For MD, published studies vary in the methodological approaches used [89, 93, 94]. We used the BCSC cohort to model ethnicity-specific components, ensuring a consistent methodological approach across ethnic groups. Our analyses suggest that the ORs for the association are similar across ethnic groups in the BCSC dataset, consistent with findings from other populations, which reported no statistically significant differences in the estimates across ethnicities [95, 96]. We therefore assumed the same RR associations with MD for all ethnicities. One limitation of the BCSC public dataset is that it only includes data on incident cancers within one year of the baseline mammogram; datasets with longer follow-up would be valuable to confirm the consistency of MD associations across ethnicities. Another limitation of the model described here is the assumption that the density distribution, as for the QRFs, is independent of age; this limitation has been addressed in a separate model extension based on continuous MD measures [97].
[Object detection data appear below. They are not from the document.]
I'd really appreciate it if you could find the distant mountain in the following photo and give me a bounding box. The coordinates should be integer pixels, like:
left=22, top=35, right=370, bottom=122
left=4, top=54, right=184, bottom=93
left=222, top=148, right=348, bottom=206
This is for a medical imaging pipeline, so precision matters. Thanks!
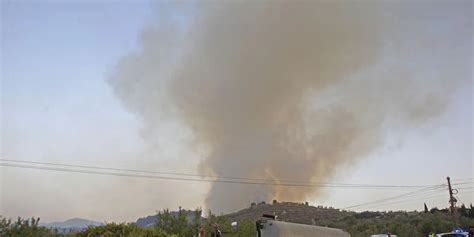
left=136, top=210, right=195, bottom=228
left=40, top=218, right=103, bottom=232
Our implementation uses both self-reported ethnicity (to determine QRFs, pathology, and cancer incidence) and genetically determined ancestry (for the PGS). In practice, ancestry informative markers are not always available, e.g. if a targeted sequencing panel has been used to capture the PGS SNPs [98, 99]. In such cases, self-reported ethnicity can serve as a proxy since it is highly correlated with genetic ancestry (Supplementary Table S11). However, genetic data should ideally be used to determine ancestry for more accurate PGS estimation.

Due to the lower incidence rates, the predicted absolute BC and EOC risks for non-White women are on average lower than for White women; moreover, the distribution of risk, based on currently available risk factors, is narrower for non-White women. This shows that the previous versions of the models, calibrated for White women, resulted in substantial overestimation of risk if used for women of other ethnicities; the new version corrects this. Incorporating ethnicity-specific parameters substantially impacts risk stratification, with far fewer Asian and Black women classified as moderate- or high-risk of developing cancer based on existing clinical management thresholds [8, 11]. This raises the question as to whether current thresholds, primarily based on White populations, may need adjustment for other ethnic groups. Moreover, it is important to highlight that BOADICEA does not currently predict development of subtype specific disease or prognosis and survival, outcomes which also differ by ethnicity.

In summary, we have extended the BOADICEA BC and EOC risk prediction models to better apply to the diverse UK population. These updated models (BC v7, EOC v3) have been implemented in the CanRisk user-friendly interface (www.canrisk.org [18]), allowing the specification of self-reported ethnicity and genetic ancestry to determine the relevant parameters. Future large prospective studies will be required to provide direct validation of the BC and EOC risk models in non-White populations.